As normas do Estado de São Paulo, com o provimento 37/16, passaram a autorizar o inventário extrajudicial quando houver expressa autorização do juízo sucessório nos autos de abertura e cumprimento de testamento, desde que todos os herdeiros sejam capazes e estejam de acordo.6 O parecer 133/16-E embasou o provimento 37/16 e destacou o enunciado 600 da VII Jornada de Direito Civil, realizada em Brasília sob a coordenação do ministro Ruy Rosado de Aguiar, que estabelece: “Após a homologação judicial do testamento, com todos os interessados sendo capazes e concordes com seus termos, sem conflitos de interesse, é permitido realizar o inventário extrajudicialmente”.
Em julgamento do REsp 1.808.767/RJ7, ocorrido em 15/10/19, a 4ª Turma do STJ, sob a presidência do ministro Luis Felipe Salomão, analisou a possibilidade de inventário extrajudicial quando há um testamento válido. A Corte decidiu, de forma unânime, que o inventário extrajudicial é viável mesmo em casos com testamento, desde que este esteja registrado judicialmente ou autorizado por um juiz competente, e desde que todos os envolvidos sejam capazes, concordem e estejam assistidos por advogados.
Inicialmente, o inventário havia sido aberto judicialmente, mas os interessados solicitaram a transferência para a via extrajudicial, o que foi recusado em primeira instância e confirmado pelo TJ/RJ, com base no art. 610 do CPC/15, que requer inventário judicial na presença de testamento. Ao recorrer ao STJ, os herdeiros argumentaram que o § 1º do art. 610 permite uma exceção ao caput, uma vez que autoriza o inventário extrajudicial quando os herdeiros são capazes e concordam. O relator aceitou essa interpretação, considerando o § 1º uma exceção que permite o inventário extrajudicial em casos com testamento, desde que cumpridos os requisitos de capacidade e concordância. Ele destacou que a legislação incentiva o inventário extrajudicial para simplificar o processo e reduzir custos e burocracia, conforme artigos da LINDB e do CPC. Além disso, ressaltou que, quando todos os herdeiros são maiores, capazes e concordam com a partilha, não há necessidade de judicialização para validar um testamento já reconhecido judicialmente.

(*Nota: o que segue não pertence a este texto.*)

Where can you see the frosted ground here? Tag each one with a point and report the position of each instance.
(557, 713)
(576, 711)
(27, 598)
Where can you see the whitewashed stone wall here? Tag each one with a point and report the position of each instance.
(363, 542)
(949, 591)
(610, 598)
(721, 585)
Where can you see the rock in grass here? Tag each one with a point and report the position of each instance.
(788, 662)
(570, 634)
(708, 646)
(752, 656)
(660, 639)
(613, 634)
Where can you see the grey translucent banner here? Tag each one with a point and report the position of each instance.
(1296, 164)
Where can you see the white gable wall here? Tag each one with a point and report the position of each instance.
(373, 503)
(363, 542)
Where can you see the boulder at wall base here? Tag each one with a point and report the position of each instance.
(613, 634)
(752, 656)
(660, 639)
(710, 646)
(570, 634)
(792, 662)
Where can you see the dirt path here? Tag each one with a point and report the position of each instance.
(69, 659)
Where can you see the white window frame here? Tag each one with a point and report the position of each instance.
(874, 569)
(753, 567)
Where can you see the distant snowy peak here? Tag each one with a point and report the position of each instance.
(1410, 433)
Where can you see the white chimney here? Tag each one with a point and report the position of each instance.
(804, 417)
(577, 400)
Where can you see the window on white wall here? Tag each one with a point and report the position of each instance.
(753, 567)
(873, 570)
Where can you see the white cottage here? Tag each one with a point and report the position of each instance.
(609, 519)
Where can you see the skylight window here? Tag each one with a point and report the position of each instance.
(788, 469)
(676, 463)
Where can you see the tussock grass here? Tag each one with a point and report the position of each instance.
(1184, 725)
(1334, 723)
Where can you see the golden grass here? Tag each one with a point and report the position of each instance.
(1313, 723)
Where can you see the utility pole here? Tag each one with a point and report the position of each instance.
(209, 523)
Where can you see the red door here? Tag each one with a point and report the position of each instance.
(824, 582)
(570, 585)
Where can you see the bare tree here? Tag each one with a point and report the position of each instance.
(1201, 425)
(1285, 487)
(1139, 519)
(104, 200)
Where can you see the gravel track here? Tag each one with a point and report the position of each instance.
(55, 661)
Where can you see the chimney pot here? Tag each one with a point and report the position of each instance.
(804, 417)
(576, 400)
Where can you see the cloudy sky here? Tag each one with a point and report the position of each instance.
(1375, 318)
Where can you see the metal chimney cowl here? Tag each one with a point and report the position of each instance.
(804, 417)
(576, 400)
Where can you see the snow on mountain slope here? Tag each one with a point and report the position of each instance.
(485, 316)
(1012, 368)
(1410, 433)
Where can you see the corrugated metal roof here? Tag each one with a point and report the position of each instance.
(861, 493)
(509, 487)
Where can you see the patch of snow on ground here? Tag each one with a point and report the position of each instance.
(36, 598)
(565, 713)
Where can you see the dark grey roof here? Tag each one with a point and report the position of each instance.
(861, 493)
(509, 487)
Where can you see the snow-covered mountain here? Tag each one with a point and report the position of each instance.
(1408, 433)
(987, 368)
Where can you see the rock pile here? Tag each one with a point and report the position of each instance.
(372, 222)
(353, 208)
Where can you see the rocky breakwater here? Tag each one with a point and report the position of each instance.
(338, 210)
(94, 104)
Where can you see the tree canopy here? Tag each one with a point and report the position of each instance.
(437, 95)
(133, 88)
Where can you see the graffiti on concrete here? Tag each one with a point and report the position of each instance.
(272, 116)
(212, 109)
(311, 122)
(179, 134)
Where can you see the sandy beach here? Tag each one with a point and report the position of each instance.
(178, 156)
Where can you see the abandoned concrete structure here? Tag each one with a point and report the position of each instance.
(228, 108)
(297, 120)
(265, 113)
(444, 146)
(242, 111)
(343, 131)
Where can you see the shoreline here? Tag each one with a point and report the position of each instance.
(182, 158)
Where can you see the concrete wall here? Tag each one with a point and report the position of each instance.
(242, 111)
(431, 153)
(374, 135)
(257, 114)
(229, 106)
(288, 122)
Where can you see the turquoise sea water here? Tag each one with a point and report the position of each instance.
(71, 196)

De acordo com o ponto de vista exposto, a restrição da via judicial para o inventário quando há um herdeiro incapaz tem como objetivo proteger os mais vulneráveis. No entanto, a proteção ao incapaz não deveria necessariamente obrigar o inventário judicial como única via, pois essa modalidade é, de fato, a que mais pode prejudicar o herdeiro vulnerável, na medida em que pode precisar de sua parte na herança para suprir suas necessidades básicas. Impor o processo judicial nesses casos equivale a penalizar quem já está em situação de desvantagem, o que não seria a medida mais apropriada. Ressalte-se que o Ministério Público desempenha um papel fundamental na defesa dos interesses dos incapazes e, portanto, deve fiscalizar o inventário – seja judicial ou extrajudicial. Se o incapaz estiver sendo lesado, o Ministério Público pode intervir, levando a questão ao Judiciário para proteger seus direitos.8
Uniformizando os procedimentos a serem adotados, o art. 12-A da resolução 35/07, incluído pela resolução 571/24 passa a permitir que o inventário ou partilha seja realizado por escritura pública ainda que inclua interessado menor ou incapaz, desde que o pagamento de seu quinhão ou meação ocorra em parte ideal em cada um dos bens inventariados e haja manifestação favorável do Ministério Público.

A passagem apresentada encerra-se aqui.